Aberrant miRNA expression is also linked to a number of human cancers . Based on downstream targets, miRNAs can function as tumor suppressors and/or oncogenes. For instance, miR-34a is a tumor suppressor miRNA directly regulated by p53 . It has proven to be an integral component of the p53 pathway by suppressing cell growth through targeting various oncogenes (i.e. MYCN, c-Met, etc.) [12, 13]. As such, the tumor suppressor activity of p53 has been directly linked to the growth inhibitory effects of miR-34a [14, 15].

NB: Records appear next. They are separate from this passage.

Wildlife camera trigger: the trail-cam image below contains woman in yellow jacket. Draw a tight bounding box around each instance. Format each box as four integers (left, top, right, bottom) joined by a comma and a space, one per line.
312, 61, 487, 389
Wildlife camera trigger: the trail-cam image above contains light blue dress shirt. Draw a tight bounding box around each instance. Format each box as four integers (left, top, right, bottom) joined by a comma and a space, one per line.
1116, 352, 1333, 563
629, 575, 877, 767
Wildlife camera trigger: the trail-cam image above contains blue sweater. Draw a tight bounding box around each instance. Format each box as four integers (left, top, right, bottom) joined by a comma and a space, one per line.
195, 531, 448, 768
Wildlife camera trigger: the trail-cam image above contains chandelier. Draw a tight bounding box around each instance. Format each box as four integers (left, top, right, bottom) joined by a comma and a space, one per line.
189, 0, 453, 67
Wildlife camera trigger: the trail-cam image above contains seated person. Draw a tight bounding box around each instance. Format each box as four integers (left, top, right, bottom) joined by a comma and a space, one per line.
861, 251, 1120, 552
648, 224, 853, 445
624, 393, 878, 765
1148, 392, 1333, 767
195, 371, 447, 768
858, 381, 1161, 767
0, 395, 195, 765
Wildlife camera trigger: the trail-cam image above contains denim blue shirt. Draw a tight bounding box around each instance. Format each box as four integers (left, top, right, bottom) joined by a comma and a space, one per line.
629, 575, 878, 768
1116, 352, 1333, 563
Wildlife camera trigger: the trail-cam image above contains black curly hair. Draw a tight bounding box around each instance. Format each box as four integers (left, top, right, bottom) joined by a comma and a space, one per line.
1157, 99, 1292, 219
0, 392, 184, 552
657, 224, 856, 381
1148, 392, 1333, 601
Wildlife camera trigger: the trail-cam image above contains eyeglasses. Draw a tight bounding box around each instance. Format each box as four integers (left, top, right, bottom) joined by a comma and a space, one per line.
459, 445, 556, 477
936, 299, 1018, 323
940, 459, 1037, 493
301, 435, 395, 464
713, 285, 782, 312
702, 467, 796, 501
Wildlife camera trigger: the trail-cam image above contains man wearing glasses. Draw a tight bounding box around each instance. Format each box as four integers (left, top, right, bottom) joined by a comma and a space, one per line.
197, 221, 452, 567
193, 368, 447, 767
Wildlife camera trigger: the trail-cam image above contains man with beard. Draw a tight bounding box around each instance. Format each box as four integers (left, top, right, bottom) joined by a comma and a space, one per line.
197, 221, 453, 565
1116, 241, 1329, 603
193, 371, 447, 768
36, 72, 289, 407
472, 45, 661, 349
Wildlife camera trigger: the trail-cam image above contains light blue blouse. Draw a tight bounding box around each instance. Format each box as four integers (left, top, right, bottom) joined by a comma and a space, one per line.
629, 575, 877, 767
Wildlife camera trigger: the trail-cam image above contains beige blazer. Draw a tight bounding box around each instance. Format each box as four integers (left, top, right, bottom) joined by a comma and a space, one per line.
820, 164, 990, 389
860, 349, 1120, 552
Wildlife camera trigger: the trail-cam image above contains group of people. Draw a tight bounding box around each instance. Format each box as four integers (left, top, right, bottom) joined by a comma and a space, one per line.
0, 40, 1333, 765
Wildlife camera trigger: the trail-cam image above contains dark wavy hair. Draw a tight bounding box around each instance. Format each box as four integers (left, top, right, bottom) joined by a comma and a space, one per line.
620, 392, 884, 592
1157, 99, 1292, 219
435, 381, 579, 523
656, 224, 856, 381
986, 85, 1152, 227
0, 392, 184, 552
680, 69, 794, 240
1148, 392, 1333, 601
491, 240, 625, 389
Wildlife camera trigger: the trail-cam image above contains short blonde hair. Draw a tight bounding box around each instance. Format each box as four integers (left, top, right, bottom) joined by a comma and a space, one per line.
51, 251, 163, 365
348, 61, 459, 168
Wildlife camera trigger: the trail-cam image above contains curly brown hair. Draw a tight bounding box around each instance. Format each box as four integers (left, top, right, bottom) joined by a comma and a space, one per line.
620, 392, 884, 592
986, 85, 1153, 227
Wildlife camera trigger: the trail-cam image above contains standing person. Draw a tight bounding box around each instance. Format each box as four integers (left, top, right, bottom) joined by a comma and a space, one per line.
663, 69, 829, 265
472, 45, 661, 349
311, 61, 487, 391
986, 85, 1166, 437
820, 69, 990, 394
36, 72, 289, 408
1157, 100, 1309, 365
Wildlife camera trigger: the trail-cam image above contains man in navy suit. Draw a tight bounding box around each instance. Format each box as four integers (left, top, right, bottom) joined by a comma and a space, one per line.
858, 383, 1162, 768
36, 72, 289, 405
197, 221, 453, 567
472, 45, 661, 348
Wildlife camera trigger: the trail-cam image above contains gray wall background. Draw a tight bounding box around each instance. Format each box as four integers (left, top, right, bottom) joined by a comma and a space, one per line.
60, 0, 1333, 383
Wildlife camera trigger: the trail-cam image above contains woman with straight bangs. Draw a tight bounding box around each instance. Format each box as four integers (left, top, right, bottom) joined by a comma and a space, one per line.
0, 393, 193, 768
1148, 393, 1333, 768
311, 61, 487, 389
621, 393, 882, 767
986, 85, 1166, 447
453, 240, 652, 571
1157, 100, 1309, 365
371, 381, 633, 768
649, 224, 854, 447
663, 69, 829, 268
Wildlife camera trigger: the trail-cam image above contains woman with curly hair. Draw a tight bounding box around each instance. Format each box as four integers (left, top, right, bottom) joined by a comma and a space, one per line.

It has been shown that miR-449a is depleted in human prostate tumor tissue relative to patient-matched controls and possesses tumor suppressor-like function, in part, through targeting HDAC1 and activating p27 expression . In the present study, we indicate that the growth inhibitory function of miR-449a is largely dependent on Rb status in prostate cancer cells. Mutant Rb renders DU-145 cells generally resistant to the growth inhibitory effects of miR-449a, while DU-145 sublines expressing wild-type Rb retain sensitivity to miR-449a. The dependency on Rb is likely facilitated through miR-449a targeting genes involved in regulating Rb activity. In support, we define Cyclin D1 as another direct target suppressed by miR-449a in prostate cancer cells. We further indicate that miR-449a suppresses Rb phosphorylation through specific knockdown of both Cyclin D1 and HDAC1. Our data implicates miR-449a as a key miRNA component of the Rb pathway that functions to regulate prostate cancer cell growth, in part, by controlling Rb activity.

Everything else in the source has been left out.